Q.  This is your last chance to qualify for The Open?
RICHIE RAMSAY:  Yeah.  Yeah.  That was the thing I couldn't play the Open qualifying because I thought 36 holes and then going and suddenly playing a full tournament is not a good idea, just to protect it, and I thought France, of course, suits me.  Ireland, I've played well in Ireland before, and then played here.  I thought that's three good opportunities to play well.
And I normally have those five or six good weeks, and I thought a few other TOUR ones.  And I thought if I have those good weeks and those three, then it could open the door, but it just hasn't worked out that way.

Q.  You know this course as well as anyone.  What do you make of the setup this week and what would it take to win this week?
RICHIE RAMSAY:  I would say the setup is probably one of the best I've ever seen them on the TOUR.  It's going to be extremely tough, but it's going to be fair.  And the toughness will really fall off the tee.  You will see a lot of guys this week who will miss off the tee and who will go for shots at the greens and it'll snag and it'll pull it left, so that's where you really get into trouble.
It's difficult to put a number what people will shoot around here, but I know that someone said to me this morning the wind's going to come out of the northwest, which is the worst possible wind for that course, because the Front 9's going to play long, and you're going to be hitting all the trouble coming out, and then you're going to be struggling to hold the fairways on the way back because it's off to the right.
So yeah, don't‑‑ I mean the scores could be good if it's calm, but it's going to play really tough for them, I think.  And the setup, they've done a really good job of making sure the galleries are far enough outside that they don't trample down rough but close enough that they can see what guys are doing.  So you're going to have to hit the fairways to make the score.
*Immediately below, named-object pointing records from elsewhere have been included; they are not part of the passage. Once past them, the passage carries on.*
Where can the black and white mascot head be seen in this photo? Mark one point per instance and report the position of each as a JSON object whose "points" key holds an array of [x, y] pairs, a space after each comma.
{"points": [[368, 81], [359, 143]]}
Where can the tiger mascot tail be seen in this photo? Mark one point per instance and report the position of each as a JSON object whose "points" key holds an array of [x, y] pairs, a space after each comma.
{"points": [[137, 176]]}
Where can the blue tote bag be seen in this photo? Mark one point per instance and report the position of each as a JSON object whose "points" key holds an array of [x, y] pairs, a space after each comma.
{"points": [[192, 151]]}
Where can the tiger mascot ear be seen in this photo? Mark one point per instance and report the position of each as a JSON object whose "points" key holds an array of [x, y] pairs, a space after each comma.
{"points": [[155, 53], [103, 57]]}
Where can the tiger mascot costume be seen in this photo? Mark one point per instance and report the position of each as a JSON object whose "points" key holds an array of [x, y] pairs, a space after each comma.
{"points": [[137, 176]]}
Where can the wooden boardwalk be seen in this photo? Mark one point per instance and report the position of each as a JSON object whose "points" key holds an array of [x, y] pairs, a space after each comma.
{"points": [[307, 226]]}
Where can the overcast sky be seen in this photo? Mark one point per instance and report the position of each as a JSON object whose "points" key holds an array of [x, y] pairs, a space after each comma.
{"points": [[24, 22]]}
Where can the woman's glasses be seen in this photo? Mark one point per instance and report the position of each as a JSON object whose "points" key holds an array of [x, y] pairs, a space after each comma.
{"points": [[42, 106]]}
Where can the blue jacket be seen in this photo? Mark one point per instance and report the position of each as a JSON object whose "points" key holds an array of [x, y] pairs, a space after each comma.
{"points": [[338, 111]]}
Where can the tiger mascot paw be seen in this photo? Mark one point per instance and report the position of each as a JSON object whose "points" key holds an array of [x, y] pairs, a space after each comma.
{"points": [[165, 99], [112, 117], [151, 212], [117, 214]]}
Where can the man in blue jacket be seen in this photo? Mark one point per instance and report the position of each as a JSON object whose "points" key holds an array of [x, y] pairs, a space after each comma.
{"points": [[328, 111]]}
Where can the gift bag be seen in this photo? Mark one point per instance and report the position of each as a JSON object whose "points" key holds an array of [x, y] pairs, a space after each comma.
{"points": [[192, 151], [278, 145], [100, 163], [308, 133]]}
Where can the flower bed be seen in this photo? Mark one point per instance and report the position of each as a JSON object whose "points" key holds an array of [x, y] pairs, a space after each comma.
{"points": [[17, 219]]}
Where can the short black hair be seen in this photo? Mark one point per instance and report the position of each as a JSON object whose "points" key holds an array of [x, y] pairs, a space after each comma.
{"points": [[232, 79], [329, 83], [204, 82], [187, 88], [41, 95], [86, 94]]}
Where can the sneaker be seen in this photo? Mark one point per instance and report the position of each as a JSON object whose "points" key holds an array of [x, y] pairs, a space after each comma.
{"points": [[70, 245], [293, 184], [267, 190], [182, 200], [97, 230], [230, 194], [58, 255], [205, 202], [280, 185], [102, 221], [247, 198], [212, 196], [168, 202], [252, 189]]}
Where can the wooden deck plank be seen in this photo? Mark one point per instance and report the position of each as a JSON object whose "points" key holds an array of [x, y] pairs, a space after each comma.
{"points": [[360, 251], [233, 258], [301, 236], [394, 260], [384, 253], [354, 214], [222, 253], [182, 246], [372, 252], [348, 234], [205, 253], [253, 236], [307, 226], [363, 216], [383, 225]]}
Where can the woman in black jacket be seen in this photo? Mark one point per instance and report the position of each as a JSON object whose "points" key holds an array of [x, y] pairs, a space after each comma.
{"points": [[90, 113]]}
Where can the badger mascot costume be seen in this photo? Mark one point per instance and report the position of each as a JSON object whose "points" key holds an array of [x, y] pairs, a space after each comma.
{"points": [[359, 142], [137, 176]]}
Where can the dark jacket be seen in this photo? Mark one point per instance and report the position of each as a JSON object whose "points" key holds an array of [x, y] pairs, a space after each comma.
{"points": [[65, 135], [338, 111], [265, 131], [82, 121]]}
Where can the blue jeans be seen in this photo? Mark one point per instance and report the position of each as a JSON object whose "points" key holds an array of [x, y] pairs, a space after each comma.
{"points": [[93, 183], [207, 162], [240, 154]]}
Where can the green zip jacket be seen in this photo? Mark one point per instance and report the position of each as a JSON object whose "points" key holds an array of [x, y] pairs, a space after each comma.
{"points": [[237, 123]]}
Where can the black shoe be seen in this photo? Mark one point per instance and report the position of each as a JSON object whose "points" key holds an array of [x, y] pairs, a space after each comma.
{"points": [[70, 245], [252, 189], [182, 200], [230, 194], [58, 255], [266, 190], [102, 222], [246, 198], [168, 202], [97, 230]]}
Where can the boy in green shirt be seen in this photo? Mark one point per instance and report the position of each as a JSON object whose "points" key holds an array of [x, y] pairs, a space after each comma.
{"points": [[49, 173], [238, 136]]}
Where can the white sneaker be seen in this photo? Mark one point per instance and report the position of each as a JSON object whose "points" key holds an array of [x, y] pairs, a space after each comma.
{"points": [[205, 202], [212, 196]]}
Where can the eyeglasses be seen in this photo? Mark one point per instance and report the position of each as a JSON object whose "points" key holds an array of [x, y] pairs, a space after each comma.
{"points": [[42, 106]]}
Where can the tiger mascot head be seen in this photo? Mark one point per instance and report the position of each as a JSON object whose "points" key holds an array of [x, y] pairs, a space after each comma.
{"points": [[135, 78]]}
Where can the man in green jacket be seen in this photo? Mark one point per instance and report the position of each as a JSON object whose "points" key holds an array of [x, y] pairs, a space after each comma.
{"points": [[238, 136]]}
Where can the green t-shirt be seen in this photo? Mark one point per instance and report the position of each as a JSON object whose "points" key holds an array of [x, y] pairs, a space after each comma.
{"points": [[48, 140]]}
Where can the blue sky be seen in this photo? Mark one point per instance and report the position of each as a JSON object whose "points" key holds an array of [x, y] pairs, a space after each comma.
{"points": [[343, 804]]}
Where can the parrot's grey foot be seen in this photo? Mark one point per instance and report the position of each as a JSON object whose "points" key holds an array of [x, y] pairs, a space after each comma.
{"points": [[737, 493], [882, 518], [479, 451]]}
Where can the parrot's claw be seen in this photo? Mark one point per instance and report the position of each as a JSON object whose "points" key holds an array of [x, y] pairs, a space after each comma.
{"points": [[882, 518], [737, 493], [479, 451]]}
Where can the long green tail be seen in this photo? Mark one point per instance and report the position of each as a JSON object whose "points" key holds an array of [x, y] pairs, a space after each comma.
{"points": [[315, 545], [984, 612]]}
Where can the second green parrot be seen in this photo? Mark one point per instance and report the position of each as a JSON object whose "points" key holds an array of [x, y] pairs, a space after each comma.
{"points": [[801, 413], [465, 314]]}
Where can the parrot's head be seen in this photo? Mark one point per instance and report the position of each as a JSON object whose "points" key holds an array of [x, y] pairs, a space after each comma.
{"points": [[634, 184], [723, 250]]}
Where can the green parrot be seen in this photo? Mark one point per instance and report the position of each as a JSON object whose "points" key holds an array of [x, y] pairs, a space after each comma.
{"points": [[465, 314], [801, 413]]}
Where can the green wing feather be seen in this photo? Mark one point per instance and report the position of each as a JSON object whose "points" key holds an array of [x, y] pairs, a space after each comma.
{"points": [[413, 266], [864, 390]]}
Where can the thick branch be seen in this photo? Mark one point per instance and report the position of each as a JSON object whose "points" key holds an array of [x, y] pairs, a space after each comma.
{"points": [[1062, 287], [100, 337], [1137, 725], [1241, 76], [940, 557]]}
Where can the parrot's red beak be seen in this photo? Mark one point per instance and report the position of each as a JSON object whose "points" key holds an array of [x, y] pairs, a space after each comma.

It will be the guy who has the all‑around game who wins and that's why it's a great golf course.  It's not holing putts.  It's not hitting shots close.  It's not chipping.  It's not mental strength.  It's the full package, and I think that is why you have the field that you have is because guys know that if you play‑‑ I think Rory said the other day if you play here and you play well, you have the whole package, and that's what you need to win the Open as well.  You need the whole package.
And it's‑‑ there's only one tournament that's bigger than this tournament on the European Tour, and this course is as close as you'll get to an Open course, par 150, 200 yards maybe that you could add to it.

Q.  What’s the rough like compared to usual?
RICHIE RAMSAY:  It's probably about‑‑ it's probably about right‑‑ I think it's a little worse than it usually is because you've had that sunshine and then you get those squalls.  So you get the rain and then the sun comes out, and it just‑‑ you've got some real thick parts at the bottom of the rough, whereas it's normally not as thick as that.
So you know, if you ask a member, which I am, but you ask a guy who plays here every week, they'll probably tell you the greens were twice as fast last week and the rough was twice as high and the wind was blowing 45 miles an hour.  But it's not as bad as that.  It's just fair.  It's going to be tough, but if you think about what Muirfield was like last year, it's very similar setup to that without being as firm and fast I would say, which is‑‑ I mean you got fairways and that weight is sensible.  You can't have it bouncing all over the place.